Dimensionality reduction

Matthieu Bloch

Dimensionality reduction

  • Feature vectors in dataset \(\calD\) are \(\bfx_i\in\bbR^d\), with \(d\) potentially large

  • Dimensionality reduction aims at transforming inputs to new variables in \(\bfx'_i\in\bbR^k\) with \(k\ll d\)
    • Needs to minimize information loss to maintain performance
    • Often improves computational efficiency
    • Helps prevent overfitting, especially when \(N\ll d\)
  • Curse of dimensionality
    • Volume increases significantly with dimension
    • Often translates into requiring exponentially more data for the results to be reliable
    • Intuition can be misleading, neighborhoods are not necessarily local anymore
  • Median distance to origin of dataset sampled i.i.d. uniformly in unit ball of \(\bbR^p\)

Types of Dimensionality Reduction Techniques

  • Information loss: how is information loss measured?

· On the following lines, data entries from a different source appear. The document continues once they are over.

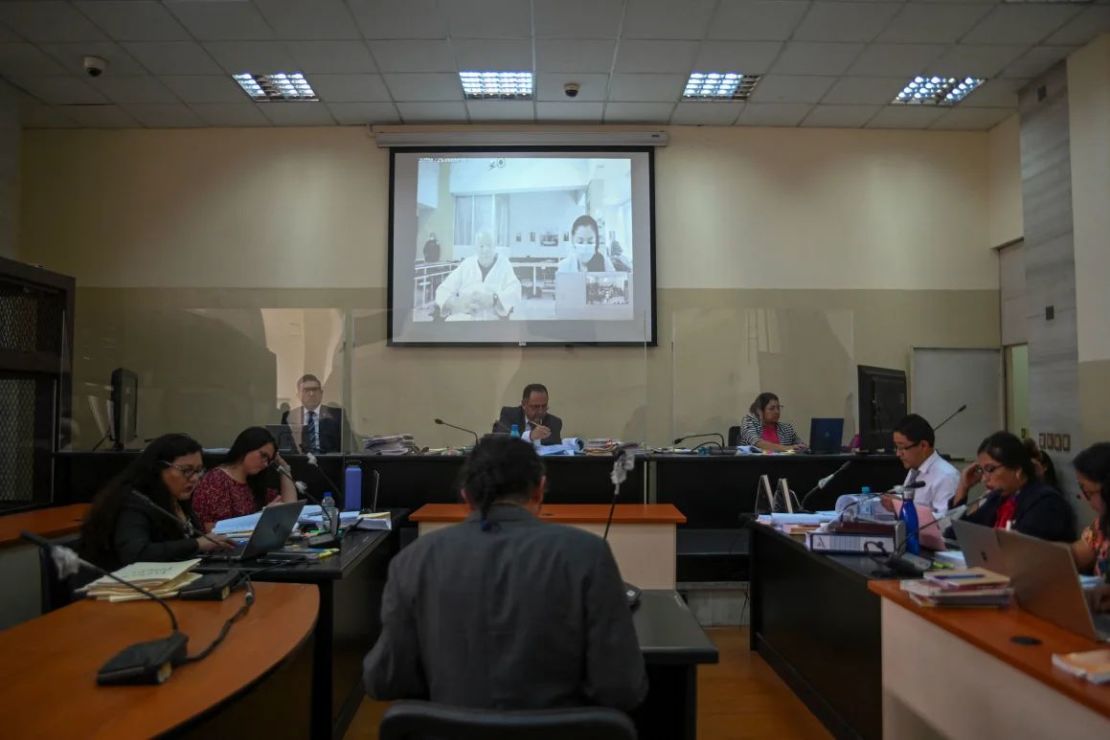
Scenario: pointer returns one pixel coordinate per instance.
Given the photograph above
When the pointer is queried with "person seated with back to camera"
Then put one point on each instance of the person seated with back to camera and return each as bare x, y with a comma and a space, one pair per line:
762, 427
1016, 498
505, 610
532, 418
586, 254
245, 480
144, 514
482, 287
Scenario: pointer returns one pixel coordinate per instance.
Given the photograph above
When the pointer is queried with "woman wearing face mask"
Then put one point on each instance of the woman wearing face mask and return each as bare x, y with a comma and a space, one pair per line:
482, 287
244, 482
586, 253
1016, 498
144, 514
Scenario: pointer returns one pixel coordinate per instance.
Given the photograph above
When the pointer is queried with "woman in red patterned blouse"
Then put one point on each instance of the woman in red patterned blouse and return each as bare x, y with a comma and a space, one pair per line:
244, 482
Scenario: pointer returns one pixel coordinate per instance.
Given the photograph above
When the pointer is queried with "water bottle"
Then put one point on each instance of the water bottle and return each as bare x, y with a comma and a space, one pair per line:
331, 514
908, 515
352, 488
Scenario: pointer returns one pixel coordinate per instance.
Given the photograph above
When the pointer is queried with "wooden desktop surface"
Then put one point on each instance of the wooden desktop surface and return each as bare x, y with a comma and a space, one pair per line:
49, 667
566, 513
990, 630
52, 521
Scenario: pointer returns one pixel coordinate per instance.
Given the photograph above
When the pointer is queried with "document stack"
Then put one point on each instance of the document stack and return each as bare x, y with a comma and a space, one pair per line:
393, 444
974, 587
162, 579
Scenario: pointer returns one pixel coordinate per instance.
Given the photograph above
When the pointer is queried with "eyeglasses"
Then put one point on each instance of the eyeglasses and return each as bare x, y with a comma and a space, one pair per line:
187, 470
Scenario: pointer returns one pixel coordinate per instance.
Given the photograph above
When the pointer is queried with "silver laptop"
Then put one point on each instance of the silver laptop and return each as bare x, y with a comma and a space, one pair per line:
1046, 584
980, 546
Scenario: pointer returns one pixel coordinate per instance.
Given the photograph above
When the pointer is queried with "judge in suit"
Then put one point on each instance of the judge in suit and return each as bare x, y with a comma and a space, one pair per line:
532, 418
322, 427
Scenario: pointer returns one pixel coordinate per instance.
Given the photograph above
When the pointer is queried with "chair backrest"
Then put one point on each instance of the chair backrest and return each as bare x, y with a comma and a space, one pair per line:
420, 720
56, 591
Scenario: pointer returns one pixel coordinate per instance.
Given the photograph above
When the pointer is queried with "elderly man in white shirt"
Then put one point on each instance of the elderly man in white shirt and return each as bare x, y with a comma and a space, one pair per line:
915, 445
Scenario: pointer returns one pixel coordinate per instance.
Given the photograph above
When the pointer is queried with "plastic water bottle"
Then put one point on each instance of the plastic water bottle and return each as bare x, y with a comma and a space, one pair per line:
352, 488
331, 523
908, 515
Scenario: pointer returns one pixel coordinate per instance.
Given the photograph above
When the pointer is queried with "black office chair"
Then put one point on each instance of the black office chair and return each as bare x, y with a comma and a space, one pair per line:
420, 720
56, 591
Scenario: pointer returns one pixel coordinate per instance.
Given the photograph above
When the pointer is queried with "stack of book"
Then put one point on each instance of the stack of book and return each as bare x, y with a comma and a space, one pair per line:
971, 587
162, 579
1092, 665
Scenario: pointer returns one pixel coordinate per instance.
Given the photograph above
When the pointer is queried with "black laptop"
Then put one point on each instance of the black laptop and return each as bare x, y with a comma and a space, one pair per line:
274, 527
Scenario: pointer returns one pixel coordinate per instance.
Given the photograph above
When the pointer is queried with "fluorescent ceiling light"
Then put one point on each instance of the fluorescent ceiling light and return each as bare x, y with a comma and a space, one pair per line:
719, 85
497, 85
276, 85
935, 90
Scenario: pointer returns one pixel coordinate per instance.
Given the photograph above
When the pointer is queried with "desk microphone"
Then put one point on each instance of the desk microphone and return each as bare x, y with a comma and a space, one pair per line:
820, 484
950, 417
461, 428
143, 662
694, 436
623, 462
333, 525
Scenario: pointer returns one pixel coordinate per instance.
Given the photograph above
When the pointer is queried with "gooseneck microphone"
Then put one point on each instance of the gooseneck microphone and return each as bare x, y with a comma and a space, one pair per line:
695, 436
824, 482
950, 417
333, 525
143, 662
461, 428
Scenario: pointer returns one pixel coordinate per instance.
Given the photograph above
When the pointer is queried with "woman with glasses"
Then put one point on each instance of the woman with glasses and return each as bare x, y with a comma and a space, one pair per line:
1092, 473
762, 427
1016, 498
245, 480
144, 514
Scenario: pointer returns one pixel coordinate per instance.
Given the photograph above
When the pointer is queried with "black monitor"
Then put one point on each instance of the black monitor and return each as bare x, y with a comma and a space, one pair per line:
124, 406
881, 405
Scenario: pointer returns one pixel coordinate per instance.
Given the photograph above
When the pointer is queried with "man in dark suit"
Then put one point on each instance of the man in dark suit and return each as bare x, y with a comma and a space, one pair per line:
505, 610
322, 427
532, 418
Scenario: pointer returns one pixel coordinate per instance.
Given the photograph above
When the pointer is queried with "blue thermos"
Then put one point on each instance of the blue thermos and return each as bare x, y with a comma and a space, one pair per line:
352, 488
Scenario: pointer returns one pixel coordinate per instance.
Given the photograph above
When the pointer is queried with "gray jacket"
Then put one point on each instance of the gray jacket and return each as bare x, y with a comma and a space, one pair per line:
527, 615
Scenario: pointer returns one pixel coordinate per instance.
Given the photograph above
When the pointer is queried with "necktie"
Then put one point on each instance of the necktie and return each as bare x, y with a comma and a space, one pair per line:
313, 436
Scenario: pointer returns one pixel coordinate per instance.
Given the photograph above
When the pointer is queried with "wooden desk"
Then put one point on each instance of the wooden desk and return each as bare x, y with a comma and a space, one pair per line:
642, 536
52, 521
50, 664
956, 672
19, 560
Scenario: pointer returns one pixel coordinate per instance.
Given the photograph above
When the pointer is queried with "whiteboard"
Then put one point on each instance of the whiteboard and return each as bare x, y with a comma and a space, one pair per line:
942, 379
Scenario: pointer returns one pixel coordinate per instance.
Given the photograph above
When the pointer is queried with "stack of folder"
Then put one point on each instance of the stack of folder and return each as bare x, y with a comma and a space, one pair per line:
971, 587
162, 579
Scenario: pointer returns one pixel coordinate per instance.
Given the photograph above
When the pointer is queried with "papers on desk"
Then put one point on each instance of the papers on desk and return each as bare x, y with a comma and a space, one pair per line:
162, 579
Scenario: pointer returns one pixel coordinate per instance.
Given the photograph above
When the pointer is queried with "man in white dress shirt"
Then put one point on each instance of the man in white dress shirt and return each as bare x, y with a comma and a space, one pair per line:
915, 445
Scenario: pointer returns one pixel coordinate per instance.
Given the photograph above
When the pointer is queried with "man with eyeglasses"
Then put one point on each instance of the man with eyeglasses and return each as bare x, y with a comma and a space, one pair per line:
915, 445
322, 429
532, 418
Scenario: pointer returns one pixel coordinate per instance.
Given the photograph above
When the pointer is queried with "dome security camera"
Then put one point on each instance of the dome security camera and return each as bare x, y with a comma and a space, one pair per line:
94, 66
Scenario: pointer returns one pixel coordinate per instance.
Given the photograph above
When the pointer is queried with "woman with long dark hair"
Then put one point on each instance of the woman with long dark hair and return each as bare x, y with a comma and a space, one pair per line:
1092, 473
245, 480
144, 513
1016, 498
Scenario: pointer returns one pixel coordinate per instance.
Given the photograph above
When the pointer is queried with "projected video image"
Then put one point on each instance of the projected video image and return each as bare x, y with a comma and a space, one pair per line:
523, 239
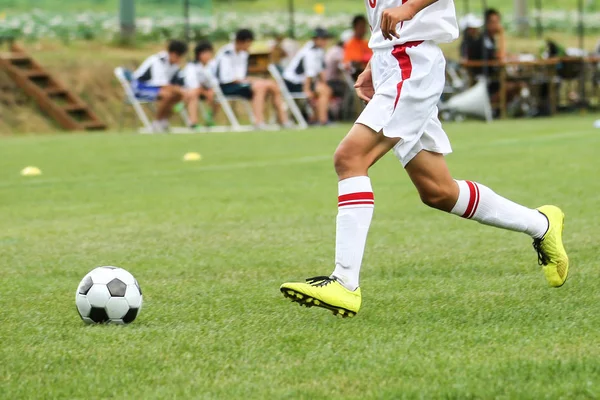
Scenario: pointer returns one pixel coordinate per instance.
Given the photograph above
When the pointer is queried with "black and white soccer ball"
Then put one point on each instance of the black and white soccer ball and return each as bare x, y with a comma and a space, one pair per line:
108, 295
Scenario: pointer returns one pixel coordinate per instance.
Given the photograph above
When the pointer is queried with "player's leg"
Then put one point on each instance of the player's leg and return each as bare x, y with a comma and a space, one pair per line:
167, 98
430, 175
192, 98
259, 94
324, 94
359, 150
277, 100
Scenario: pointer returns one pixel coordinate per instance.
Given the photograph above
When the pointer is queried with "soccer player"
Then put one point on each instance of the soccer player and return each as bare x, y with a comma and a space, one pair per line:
231, 69
155, 80
305, 73
402, 85
197, 80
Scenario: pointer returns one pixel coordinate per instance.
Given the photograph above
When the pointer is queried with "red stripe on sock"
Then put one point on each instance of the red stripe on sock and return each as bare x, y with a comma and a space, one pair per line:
476, 201
356, 196
356, 203
472, 194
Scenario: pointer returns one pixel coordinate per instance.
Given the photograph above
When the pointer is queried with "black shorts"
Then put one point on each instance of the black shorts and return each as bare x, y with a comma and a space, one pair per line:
298, 87
237, 89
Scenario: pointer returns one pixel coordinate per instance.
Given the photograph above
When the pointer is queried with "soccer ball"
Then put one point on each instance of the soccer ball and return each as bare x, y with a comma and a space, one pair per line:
108, 295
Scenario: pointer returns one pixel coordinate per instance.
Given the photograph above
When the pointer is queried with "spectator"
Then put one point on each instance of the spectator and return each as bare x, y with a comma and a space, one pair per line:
156, 78
231, 70
305, 73
334, 62
278, 53
197, 80
356, 50
491, 45
470, 25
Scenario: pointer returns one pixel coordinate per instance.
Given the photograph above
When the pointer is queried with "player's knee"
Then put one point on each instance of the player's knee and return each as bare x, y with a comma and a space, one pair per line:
345, 160
436, 196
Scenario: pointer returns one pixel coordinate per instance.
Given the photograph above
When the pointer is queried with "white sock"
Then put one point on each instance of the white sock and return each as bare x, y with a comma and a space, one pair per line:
355, 211
481, 204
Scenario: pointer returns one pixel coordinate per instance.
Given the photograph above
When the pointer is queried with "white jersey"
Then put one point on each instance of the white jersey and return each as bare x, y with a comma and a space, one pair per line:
436, 23
230, 66
196, 75
157, 70
309, 62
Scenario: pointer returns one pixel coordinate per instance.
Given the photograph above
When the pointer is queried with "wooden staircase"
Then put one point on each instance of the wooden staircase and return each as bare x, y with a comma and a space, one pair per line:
69, 111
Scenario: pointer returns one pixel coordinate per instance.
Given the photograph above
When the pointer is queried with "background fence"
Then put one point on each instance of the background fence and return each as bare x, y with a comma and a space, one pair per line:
216, 19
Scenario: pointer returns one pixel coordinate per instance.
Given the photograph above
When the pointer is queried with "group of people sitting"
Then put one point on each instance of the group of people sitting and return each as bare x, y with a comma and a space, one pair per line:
315, 70
166, 78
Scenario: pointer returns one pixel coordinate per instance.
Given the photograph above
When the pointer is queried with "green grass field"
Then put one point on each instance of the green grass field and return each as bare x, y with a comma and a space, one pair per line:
451, 309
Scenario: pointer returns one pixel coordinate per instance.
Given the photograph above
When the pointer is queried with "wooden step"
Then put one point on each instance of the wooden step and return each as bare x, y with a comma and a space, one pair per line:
64, 106
55, 91
74, 107
15, 57
94, 126
36, 74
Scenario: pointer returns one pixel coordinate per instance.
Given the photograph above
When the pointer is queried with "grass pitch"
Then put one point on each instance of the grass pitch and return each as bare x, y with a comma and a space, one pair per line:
451, 309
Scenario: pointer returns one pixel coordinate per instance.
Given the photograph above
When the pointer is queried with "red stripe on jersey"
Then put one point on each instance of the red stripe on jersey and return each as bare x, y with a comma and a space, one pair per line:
478, 197
356, 196
472, 194
356, 203
400, 54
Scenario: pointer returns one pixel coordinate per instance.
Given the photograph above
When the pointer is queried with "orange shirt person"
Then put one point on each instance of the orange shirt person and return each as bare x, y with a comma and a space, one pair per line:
356, 50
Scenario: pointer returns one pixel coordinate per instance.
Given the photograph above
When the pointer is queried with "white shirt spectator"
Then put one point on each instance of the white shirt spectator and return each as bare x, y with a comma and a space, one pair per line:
197, 75
309, 62
157, 70
230, 66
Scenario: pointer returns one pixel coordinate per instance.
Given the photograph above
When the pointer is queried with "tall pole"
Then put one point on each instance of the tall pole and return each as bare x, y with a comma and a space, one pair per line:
581, 31
127, 19
538, 21
186, 16
521, 17
292, 32
581, 27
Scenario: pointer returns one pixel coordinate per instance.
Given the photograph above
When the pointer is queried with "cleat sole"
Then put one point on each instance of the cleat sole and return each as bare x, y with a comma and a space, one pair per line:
309, 302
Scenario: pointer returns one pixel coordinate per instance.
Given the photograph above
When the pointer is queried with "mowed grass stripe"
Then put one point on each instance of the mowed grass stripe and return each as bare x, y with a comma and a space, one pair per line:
452, 309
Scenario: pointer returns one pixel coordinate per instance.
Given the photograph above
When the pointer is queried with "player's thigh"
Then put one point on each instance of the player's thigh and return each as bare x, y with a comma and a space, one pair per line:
323, 89
362, 147
430, 174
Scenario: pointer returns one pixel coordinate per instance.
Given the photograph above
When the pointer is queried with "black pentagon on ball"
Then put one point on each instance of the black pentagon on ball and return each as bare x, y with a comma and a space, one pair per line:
131, 315
116, 288
86, 285
98, 315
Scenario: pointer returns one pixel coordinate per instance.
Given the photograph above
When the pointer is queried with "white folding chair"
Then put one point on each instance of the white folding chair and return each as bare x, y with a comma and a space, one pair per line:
225, 103
124, 76
288, 97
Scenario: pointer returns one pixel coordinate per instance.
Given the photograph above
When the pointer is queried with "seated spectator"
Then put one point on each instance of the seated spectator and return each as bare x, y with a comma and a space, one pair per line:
470, 25
305, 73
156, 79
491, 45
356, 50
231, 70
278, 53
334, 62
198, 81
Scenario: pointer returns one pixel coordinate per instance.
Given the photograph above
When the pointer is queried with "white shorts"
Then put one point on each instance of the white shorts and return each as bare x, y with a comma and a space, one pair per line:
409, 80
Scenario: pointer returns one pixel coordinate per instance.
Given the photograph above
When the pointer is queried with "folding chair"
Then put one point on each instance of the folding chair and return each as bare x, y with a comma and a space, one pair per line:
225, 103
288, 97
125, 77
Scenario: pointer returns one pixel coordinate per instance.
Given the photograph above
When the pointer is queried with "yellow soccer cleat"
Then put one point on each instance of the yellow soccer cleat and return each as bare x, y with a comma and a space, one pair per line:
551, 252
324, 292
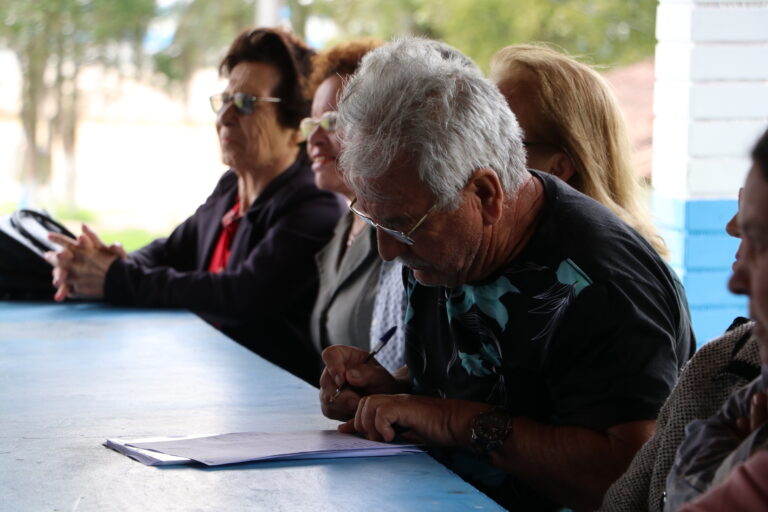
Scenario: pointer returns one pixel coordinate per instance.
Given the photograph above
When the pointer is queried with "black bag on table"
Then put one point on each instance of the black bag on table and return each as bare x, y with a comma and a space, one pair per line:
24, 273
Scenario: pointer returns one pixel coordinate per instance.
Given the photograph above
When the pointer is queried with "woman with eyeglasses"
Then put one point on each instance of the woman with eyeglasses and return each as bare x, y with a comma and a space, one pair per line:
360, 297
245, 259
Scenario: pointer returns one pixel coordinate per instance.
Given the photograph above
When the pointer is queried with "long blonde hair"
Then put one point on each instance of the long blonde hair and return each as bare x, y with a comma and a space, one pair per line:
580, 115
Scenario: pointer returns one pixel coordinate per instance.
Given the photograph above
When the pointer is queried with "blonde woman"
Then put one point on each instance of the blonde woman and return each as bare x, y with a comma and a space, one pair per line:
574, 129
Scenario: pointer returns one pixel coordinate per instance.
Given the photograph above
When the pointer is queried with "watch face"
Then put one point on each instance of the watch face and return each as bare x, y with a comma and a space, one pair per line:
493, 425
490, 428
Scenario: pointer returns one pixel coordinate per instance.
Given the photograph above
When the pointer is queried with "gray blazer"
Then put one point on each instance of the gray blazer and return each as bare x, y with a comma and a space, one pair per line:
347, 289
720, 367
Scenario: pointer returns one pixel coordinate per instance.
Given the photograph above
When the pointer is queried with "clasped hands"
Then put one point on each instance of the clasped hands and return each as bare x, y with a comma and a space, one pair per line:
80, 267
373, 401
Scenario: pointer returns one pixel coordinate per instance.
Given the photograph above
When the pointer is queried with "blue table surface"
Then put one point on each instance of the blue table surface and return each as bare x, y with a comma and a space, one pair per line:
72, 375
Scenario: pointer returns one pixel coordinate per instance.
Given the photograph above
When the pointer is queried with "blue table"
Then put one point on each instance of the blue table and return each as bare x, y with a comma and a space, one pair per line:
73, 375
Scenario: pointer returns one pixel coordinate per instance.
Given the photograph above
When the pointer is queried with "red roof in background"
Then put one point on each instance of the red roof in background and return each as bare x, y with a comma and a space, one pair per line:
634, 88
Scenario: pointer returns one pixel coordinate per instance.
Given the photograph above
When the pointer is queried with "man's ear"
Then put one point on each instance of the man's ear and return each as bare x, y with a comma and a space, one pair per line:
297, 138
486, 186
561, 165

  • Supervised vs unsupervised: are the labels \(y_i\) used?

  • Linear vs nonlinear: is the map \(\bfx \to \bfx'\) linear or non-linear?

  • Selection vs extraction: are features selected or extracted? \[\bfx'_{\textsf{select}}=\mat{c}{x_1\\x_6\\x_{32}}\quad\textsf{vs}\quad\bfx'_{\textsf{extract}}=\mat{c}{\phi_1(\bfx)\\\phi_2(\bfx)\\\phi_3(\bfx)}\]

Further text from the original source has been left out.